A: - U mnie zawodowo to szkoła językowa od lat, natomiast od 14 roku życia jestem lokalną aktywistką. "Młodzi u Siebie", Instytut Edukacji Społecznej, Przegląd Filmów Niezależnych Alternative, później networkingi biznesowe, "Aktywne Oławianki" przez wiele lat.
- To teraz o Tobie, Małgorzato.
M: - Jestem urzędniczką i działaczką. Zawsze czułam, że jestem w stanie pewne rzeczy zorganizować, a możliwość mojego pokazania się wyszła przy Alicji i piknikach.

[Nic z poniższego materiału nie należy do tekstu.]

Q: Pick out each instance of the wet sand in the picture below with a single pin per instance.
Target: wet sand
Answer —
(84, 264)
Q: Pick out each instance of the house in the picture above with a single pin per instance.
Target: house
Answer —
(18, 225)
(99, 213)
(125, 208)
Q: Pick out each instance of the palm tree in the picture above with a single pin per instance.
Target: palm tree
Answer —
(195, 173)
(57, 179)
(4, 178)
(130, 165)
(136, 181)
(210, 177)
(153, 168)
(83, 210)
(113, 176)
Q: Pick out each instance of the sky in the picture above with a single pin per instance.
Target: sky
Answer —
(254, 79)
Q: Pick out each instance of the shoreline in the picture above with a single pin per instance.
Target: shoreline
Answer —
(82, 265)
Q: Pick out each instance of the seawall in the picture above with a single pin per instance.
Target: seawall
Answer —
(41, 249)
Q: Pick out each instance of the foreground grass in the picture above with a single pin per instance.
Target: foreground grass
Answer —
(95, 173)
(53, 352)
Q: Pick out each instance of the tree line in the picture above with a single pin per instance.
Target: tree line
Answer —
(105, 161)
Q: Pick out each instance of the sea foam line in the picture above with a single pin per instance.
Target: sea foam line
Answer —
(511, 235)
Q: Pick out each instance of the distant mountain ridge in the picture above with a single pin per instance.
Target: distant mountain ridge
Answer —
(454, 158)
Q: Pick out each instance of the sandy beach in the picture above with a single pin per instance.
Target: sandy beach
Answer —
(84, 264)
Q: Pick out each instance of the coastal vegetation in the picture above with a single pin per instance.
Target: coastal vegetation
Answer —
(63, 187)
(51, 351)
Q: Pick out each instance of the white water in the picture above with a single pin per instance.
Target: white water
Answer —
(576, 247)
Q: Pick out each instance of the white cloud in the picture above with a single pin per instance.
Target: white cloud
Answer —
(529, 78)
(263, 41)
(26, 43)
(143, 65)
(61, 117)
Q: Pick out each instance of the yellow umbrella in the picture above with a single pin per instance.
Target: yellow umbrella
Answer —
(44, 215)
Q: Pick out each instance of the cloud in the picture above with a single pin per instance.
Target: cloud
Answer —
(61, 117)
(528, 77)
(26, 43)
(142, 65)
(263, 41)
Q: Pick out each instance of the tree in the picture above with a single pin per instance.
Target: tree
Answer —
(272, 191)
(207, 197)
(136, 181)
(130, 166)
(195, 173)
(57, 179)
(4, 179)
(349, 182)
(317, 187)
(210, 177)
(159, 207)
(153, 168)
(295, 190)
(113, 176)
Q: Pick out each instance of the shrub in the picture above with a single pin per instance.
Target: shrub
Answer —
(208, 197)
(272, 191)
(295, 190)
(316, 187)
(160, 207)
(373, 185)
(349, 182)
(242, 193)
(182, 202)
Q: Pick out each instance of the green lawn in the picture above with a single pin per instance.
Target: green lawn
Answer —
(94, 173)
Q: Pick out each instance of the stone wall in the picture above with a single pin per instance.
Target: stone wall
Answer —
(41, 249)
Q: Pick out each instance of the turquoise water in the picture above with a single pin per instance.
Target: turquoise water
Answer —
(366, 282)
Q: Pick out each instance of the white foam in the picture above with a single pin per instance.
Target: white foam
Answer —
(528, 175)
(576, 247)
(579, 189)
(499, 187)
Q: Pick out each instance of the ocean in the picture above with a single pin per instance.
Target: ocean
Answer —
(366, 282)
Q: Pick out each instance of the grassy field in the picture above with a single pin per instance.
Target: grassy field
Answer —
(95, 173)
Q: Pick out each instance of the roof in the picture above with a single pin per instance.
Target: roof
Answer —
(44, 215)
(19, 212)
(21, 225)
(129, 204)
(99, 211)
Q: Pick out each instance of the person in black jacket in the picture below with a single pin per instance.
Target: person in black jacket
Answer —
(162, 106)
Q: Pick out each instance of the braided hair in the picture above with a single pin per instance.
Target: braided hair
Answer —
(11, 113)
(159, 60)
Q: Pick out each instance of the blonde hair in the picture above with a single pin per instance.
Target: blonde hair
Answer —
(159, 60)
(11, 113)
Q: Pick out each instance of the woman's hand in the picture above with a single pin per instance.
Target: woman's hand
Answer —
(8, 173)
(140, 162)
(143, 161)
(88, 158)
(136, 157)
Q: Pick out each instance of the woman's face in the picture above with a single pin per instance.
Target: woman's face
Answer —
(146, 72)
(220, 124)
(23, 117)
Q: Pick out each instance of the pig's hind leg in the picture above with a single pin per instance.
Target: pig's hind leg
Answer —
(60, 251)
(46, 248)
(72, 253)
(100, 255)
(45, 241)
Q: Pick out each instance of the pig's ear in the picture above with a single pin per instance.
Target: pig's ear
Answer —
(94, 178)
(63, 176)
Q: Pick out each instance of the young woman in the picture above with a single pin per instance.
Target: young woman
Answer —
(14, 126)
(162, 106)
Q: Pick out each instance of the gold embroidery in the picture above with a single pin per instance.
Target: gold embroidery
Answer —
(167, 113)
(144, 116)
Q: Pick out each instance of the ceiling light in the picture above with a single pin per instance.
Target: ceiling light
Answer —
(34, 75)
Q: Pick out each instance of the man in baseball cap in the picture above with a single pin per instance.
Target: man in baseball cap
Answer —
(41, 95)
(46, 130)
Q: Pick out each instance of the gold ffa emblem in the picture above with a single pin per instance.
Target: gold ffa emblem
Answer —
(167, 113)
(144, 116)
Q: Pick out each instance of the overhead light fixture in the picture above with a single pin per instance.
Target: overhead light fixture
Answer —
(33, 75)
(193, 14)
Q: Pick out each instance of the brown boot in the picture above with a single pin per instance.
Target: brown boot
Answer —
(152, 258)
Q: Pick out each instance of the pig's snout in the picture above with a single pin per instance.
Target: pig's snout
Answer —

Zaraz potem po wybuchu wojny w Ukrainie. Na szybko trzeba było zrobić koncerty, w to wszystko weszłam i poszło. Potem była organizacja miejsc dla Ukraińców, współpraca z Fundacją Ukraina, szybkie zakupy - pamiętam dzień, w którym miałam do wydania 120 tys. zł i wszystko dobrze wydałam, zaopatrzyłam Ukraińców w potrzebne rzeczy. Od tego się zaczęło. Potem były jarmarki i okazało się, że umiem to robić, umiem zapraszać ludzi, a moje pomysły wypaliły. Okazało się, że potrafię rozmawiać na przykład ze szkołą muzyczną, która nagle po wielu latach wyszła z koncertami na oławski Rynek, a wcześniej tego nie robiła.
- Jesteście obie silnymi osobowościami, macie swoje własne światy, każda ma w nich wiele dokonań, a jednak jakoś połączyłyście siły dla Oławskich Niedziel. Co się stało? I jak?
M: - Alicję pamiętam z TVN. W jakimś programie była pokazana laska, która pięknie odremontowała sobie w Rynku mieszkanie, w starej kamienicy. Kurde, myślę, laska z Oławy, na pewno będą ją kiedyś znała, bo wtedy nie znałam. Minęło parę lat i pojawiły się pikniki "Aktywnych Oławianek"...
A: - Wcześniej był jeszcze Strajk Kobiet.
M: - Tak, tak. Śpiewałyśmy na Rynku piosenki, ja z flagami...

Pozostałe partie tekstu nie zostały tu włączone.